Uber has insisted a new Californian law will not force it to change how it treats its drivers.
Lawmakers passed Assembly Bill 5 (AB5) on Tuesday, a move designed to pave the way for so-called “gig workers” to become employees and gain additional rights.
But Uber told reporters it “strongly believed” it met the new law’s requirements for legally classifying workers as “contractors” instead.
Nevertheless, the firm said it had, along with rival ride-sharing service Lyft, invested $60m (£49m) in campaigning for alternative measures to be introduced.
Uber said in a conference call on Wednesday it was prepared to spend more, and had hired the “best campaign team available”.

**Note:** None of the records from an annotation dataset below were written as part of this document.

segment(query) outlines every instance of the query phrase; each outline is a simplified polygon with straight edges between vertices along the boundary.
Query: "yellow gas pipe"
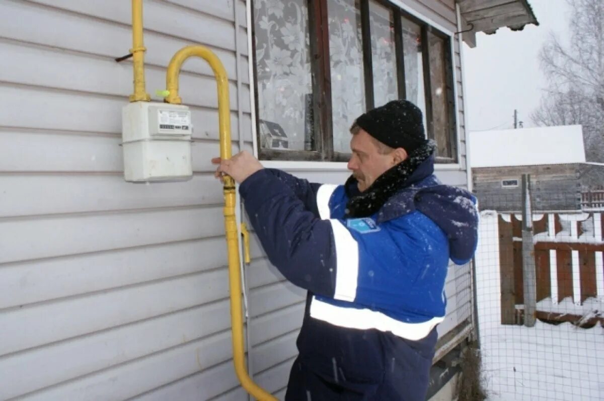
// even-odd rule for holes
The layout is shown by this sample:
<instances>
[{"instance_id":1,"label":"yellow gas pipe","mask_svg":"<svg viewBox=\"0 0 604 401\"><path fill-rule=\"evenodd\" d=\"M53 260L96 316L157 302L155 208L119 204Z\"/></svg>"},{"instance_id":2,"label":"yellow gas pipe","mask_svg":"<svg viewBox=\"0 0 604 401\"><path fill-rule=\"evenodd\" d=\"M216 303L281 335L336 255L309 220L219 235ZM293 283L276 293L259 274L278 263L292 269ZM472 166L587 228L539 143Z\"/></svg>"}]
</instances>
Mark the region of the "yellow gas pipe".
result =
<instances>
[{"instance_id":1,"label":"yellow gas pipe","mask_svg":"<svg viewBox=\"0 0 604 401\"><path fill-rule=\"evenodd\" d=\"M134 69L134 93L130 101L149 101L151 97L145 89L145 48L143 43L143 0L132 0L132 68Z\"/></svg>"},{"instance_id":2,"label":"yellow gas pipe","mask_svg":"<svg viewBox=\"0 0 604 401\"><path fill-rule=\"evenodd\" d=\"M218 85L218 125L220 130L220 158L230 159L231 150L231 116L229 104L228 79L220 59L203 46L187 46L174 55L168 65L166 75L167 96L165 101L179 104L178 76L182 63L196 56L205 60L214 71ZM248 393L262 401L277 399L254 382L245 368L243 347L243 320L241 307L241 273L239 269L239 237L235 220L235 182L228 176L224 177L223 208L226 245L228 250L228 270L231 292L231 326L233 332L233 363L241 385ZM249 251L246 250L247 254Z\"/></svg>"}]
</instances>

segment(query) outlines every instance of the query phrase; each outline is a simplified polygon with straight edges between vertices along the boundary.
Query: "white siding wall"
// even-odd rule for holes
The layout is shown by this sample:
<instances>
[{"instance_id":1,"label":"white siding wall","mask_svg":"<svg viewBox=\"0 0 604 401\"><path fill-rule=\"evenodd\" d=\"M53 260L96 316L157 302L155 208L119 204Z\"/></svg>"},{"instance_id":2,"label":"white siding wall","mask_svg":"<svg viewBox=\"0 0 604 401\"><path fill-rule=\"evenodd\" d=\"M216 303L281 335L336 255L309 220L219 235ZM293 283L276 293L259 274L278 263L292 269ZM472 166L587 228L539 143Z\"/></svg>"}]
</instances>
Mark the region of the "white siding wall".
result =
<instances>
[{"instance_id":1,"label":"white siding wall","mask_svg":"<svg viewBox=\"0 0 604 401\"><path fill-rule=\"evenodd\" d=\"M243 100L250 148L237 4L236 30L233 0L145 0L147 87L164 88L179 48L207 45L231 79L236 140ZM132 64L114 58L132 47L130 2L0 0L0 399L207 400L237 388L209 66L191 60L181 75L193 179L127 184L118 144Z\"/></svg>"},{"instance_id":2,"label":"white siding wall","mask_svg":"<svg viewBox=\"0 0 604 401\"><path fill-rule=\"evenodd\" d=\"M454 31L453 0L398 2ZM251 149L245 4L237 4L241 93L233 0L145 0L147 88L152 95L163 89L181 47L210 47L231 79L234 141L240 131ZM132 65L114 58L131 47L130 2L0 0L0 399L246 399L231 361L209 66L188 61L181 79L195 123L193 179L127 184L118 144ZM437 174L465 186L455 46L461 163ZM316 182L348 175L294 172ZM250 365L282 397L304 294L255 239L252 255ZM441 335L469 316L469 277L467 268L451 271Z\"/></svg>"}]
</instances>

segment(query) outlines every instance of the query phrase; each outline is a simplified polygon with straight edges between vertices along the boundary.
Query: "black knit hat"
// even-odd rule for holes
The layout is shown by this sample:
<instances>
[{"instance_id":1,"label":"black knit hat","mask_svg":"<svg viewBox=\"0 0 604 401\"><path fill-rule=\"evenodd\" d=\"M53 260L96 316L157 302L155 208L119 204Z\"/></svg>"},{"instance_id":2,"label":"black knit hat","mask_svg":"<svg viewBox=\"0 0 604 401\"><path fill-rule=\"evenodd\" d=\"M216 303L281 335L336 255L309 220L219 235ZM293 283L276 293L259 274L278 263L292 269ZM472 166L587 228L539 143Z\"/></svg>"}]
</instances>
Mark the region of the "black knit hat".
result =
<instances>
[{"instance_id":1,"label":"black knit hat","mask_svg":"<svg viewBox=\"0 0 604 401\"><path fill-rule=\"evenodd\" d=\"M412 153L427 142L422 111L408 100L393 100L361 115L355 124L390 147Z\"/></svg>"}]
</instances>

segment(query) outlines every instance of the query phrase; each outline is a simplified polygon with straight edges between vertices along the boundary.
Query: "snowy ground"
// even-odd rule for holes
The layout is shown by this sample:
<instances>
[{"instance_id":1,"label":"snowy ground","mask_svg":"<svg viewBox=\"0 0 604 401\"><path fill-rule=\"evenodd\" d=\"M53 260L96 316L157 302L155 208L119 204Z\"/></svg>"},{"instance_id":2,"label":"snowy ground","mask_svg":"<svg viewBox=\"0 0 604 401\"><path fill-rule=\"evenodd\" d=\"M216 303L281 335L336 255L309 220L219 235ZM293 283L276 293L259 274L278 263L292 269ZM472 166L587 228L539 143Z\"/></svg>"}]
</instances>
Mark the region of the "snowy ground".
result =
<instances>
[{"instance_id":1,"label":"snowy ground","mask_svg":"<svg viewBox=\"0 0 604 401\"><path fill-rule=\"evenodd\" d=\"M604 328L501 324L496 214L481 216L478 327L489 401L604 400Z\"/></svg>"}]
</instances>

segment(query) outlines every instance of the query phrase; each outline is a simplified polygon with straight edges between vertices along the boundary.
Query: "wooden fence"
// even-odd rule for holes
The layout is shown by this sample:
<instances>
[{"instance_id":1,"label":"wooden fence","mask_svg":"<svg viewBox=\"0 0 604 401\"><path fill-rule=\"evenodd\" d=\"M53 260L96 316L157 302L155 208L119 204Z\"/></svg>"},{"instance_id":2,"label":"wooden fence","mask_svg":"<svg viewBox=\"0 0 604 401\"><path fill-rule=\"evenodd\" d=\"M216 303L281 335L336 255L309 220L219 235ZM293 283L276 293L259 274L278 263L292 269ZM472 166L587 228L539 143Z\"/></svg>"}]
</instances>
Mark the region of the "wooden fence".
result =
<instances>
[{"instance_id":1,"label":"wooden fence","mask_svg":"<svg viewBox=\"0 0 604 401\"><path fill-rule=\"evenodd\" d=\"M600 213L533 215L538 318L581 321L587 324L599 320L604 324L601 310L599 315L593 314L586 320L580 313L555 310L556 306L568 297L577 307L590 298L596 301L604 300L602 218ZM513 214L500 214L498 217L504 324L521 323L524 313L521 220L519 215ZM540 309L539 301L548 298L550 307Z\"/></svg>"},{"instance_id":2,"label":"wooden fence","mask_svg":"<svg viewBox=\"0 0 604 401\"><path fill-rule=\"evenodd\" d=\"M583 210L604 209L604 189L582 192L581 208Z\"/></svg>"}]
</instances>

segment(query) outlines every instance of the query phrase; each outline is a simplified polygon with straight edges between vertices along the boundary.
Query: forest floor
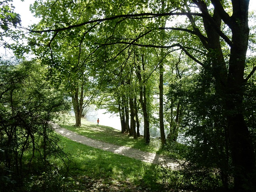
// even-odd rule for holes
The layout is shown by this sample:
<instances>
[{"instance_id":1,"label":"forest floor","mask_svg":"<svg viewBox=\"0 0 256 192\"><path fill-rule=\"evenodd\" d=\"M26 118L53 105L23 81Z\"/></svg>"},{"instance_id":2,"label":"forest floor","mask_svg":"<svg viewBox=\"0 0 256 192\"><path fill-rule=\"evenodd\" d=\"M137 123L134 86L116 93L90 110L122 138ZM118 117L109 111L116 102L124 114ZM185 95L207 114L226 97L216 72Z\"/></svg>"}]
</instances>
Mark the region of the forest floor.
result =
<instances>
[{"instance_id":1,"label":"forest floor","mask_svg":"<svg viewBox=\"0 0 256 192\"><path fill-rule=\"evenodd\" d=\"M55 127L55 131L73 141L95 148L108 151L126 156L144 162L167 166L172 169L178 169L180 162L176 159L159 155L158 154L142 151L130 147L105 143L79 135L58 126Z\"/></svg>"}]
</instances>

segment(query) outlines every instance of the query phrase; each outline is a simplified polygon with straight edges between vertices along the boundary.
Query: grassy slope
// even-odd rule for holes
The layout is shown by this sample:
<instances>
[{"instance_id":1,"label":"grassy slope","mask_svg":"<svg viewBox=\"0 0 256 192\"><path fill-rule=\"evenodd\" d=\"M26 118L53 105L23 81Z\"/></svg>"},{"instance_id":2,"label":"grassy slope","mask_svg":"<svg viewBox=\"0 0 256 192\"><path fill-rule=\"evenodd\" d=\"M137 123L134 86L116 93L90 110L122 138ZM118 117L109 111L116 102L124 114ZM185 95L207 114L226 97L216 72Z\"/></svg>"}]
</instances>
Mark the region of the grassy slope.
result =
<instances>
[{"instance_id":1,"label":"grassy slope","mask_svg":"<svg viewBox=\"0 0 256 192\"><path fill-rule=\"evenodd\" d=\"M166 153L161 149L159 140L152 140L150 144L146 145L142 138L134 140L110 127L97 126L96 124L83 120L82 127L77 128L72 126L73 121L70 120L61 126L105 142L150 152ZM69 170L72 176L66 177L62 184L66 191L160 192L163 191L166 183L169 187L173 186L172 171L94 148L64 137L60 138L60 144L72 162L69 163ZM58 163L62 164L60 160Z\"/></svg>"},{"instance_id":2,"label":"grassy slope","mask_svg":"<svg viewBox=\"0 0 256 192\"><path fill-rule=\"evenodd\" d=\"M161 147L161 141L159 139L151 138L150 144L146 144L143 137L135 140L127 133L122 134L120 131L107 126L98 126L96 123L91 123L84 119L82 119L81 127L73 126L74 122L74 117L71 117L65 124L60 126L82 135L107 143L132 147L148 152L157 153L170 157L180 158L180 154L177 152L178 151L180 152L181 150L182 150L182 146L178 144L178 146L175 146L176 148L169 147L163 148ZM179 148L177 148L177 147Z\"/></svg>"}]
</instances>

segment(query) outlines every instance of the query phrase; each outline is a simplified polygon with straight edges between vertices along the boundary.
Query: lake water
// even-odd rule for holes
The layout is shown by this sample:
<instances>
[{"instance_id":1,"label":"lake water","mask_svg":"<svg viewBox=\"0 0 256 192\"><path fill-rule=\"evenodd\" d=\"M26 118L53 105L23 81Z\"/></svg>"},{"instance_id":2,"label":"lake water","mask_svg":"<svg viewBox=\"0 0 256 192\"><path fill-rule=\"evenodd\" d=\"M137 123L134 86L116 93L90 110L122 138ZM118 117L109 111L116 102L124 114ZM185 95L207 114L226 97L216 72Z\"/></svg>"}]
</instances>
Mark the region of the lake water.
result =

AB5 passed California’s Senate 92 votes to 11 late on Tuesday night, and is expected to be signed into law by state governor Gavin Newsom imminently.
The bill could have big implications not just for rideshare firms, but other app-based services offering “gigs” to workers, such as DoorDash and Postmates.
In an opinion piece for the Sacramento Bee newspaper earlier this month, Governor Newsom endorsed the bill, saying companies such as Uber – today valued at $56bn – were abusing employment law and making working people worse off.
“Workers lose basic protections like the minimum wage, paid sick days and health insurance benefits,” he wrote. “Employers shirk responsibility to safety net programs like workers’ compensation and unemployment insurance. Taxpayers are left to foot the bill.”
AB5 demands that workers be considered employees unless companies can prove the worker is “free from the control and direction of the hiring entity in connection with the performance of the work”.
Critics of gig economy firms say app-based work – which assigns jobs and attaches a rate of pay – mean workers are not “free from control”. The companies, however, argue that because workers can determine when they work, where they work and for how long, they are “free”.
AB5 will force Uber and other firms like it to go through what’s known as the ABC test, which assesses the question of whether or not companies can consider their workers contractors rather than employees.
“Just because the test is hard doesn’t mean that we will not be able to pass it,” said Tony West, Uber’s top lawyer, on Wednesday.
The firm’s confidence will likely be tested when AB5 comes into force on 1 January 2020. Under the law, cities in California can sue Uber (or other gig-economy firms) directly if they feel the firm is not complying – previously it was up to individual drivers.
Analysts have predicted devastating consequences for gig economy firms’ bottom line if they are forced to reclassify workers into employees. When asked, Uber would not offer any guidance to investors over how damaging such a change would be. The firm lost just over $5.2bn in its last reported quarter. Lyft, valued at $15bn, lost $2.3bn in the same period.
The companies warned they would look to implement more traditional work patterns.
“Flexibility of drivers would be limited,” Uber’s Mr West said.
“Drivers would not be able to choose to sign on when they wanted. Not only would they have to work shifts, they would be deployed to areas, rather than choosing where to pick up a fare.”
He added: “Based on what drivers tell us, they are not changes they would welcome.”
Instead, Uber – along with Lyft – has proposed drafting alternative legislation as a compromise. It would guarantee a minimum wage of $21 per hour, and offer the chance for sectoral collective bargaining, allowing workers across the rideshare industry to band together in negotiations.
The compromise, yet to be drafted, does not look likely to sway California’s lawmakers.
“Billionaires who say they can’t pay minimum wages to their workers say they will spend tens of millions to avoid labour laws,” Ms Gonzalez wrote on Twitter last week.
“Just pay your damn workers!” she added.